Il est le seul prétendant à la succession de Mohamed Ould Abdel Aziz à prendre de réels engagements pour respecter le «Manifeste des droits humains», rédigé par Amnesty International en partenariat avec une trentaine d’ONG à l’occasion de l’élection, signé toutefois par deux autres candidats : l’opposant Mohamed Mouloud et le journaliste Baba Hamidou Kane, respectivement placés en quatrième et cinquième positions dans les sondages. Parmi les douze recommandations formulées, la fin de l’esclavage et du trafic humain, mais aussi l’arrêt des pratiques discriminatoires liées au genre ou encore la mise en œuvre des droits économiques, sociaux et culturels. «Il faut que le futur président rompe avec des décennies de violations flagrantes des droits humains en menant des réformes et en changeant les pratiques de sorte que les droits humains soient pleinement respectés», a déclaré Kiné Fatim Diop, chargée de campagne pour l’Afrique de l’Ouest à Amnesty International, dans un communiqué.

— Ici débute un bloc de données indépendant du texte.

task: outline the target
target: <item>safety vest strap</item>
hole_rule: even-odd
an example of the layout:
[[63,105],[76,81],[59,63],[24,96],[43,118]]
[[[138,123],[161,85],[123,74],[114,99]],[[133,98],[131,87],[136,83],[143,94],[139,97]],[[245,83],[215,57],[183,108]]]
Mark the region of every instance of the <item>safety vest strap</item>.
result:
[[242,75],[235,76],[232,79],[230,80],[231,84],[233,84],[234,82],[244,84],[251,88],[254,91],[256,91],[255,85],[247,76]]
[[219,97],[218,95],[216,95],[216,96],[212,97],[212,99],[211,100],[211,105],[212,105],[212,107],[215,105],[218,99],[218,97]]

S’ils n’ont pas donné de gages aux défenseurs des droits de l’homme, les deux candidats faisant la course en tête ne les ont pas ignorés pour autant. Le grand favori du scrutin, Mohamed Ould Ghazouani, proche du président sortant et soutenu par la figure historique de la lutte contre l’esclavage Messaoud Ould Boulkheir, a promis de lutter contre les injustices sociales et d’accorder une attention particulière au système éducatif. Ce secteur fait précisément partie des priorités ciblées par Elid Mohameden M’Barek, qui regrette «l’absence d’une vraie école républicaine qui pénalise en premier lieu les Haratines». Quelque 85% des analphabètes sont issus de cette communauté. De son côté, l’ancien Premier ministre (de 2005 à 2007) Sidi Mohamed Ould Boubacar, qui suit Mohamed Ould Ghazouani dans les intentions de vote, a affirmé «faire de la lutte contre l’esclavage et ses survivances une priorité nationale, à travers une politique de discrimination positive en faveur des victimes, ainsi que des investissements massifs pour en améliorer les conditions de vie».
La traite humaine s’est donc imposée dans la campagne mais l’un de ses principaux initiateurs, Biram Dah Abeid, doute d’ores et déjà de la transparence du scrutin. «Le refus des autorités mauritaniennes d’accepter les observateurs [internationaux] est un très mauvais signe», a-t-il alerté sur RFI. L’Union européenne n’a pas déployé de mission d’observation mais elle a tout de même envoyé deux experts qui pourront témoigner de la nécessité ou non d’un éventuel second tour, prévu le 6 juillet si aucun candidat ne recueille la majorité absolue des suffrages.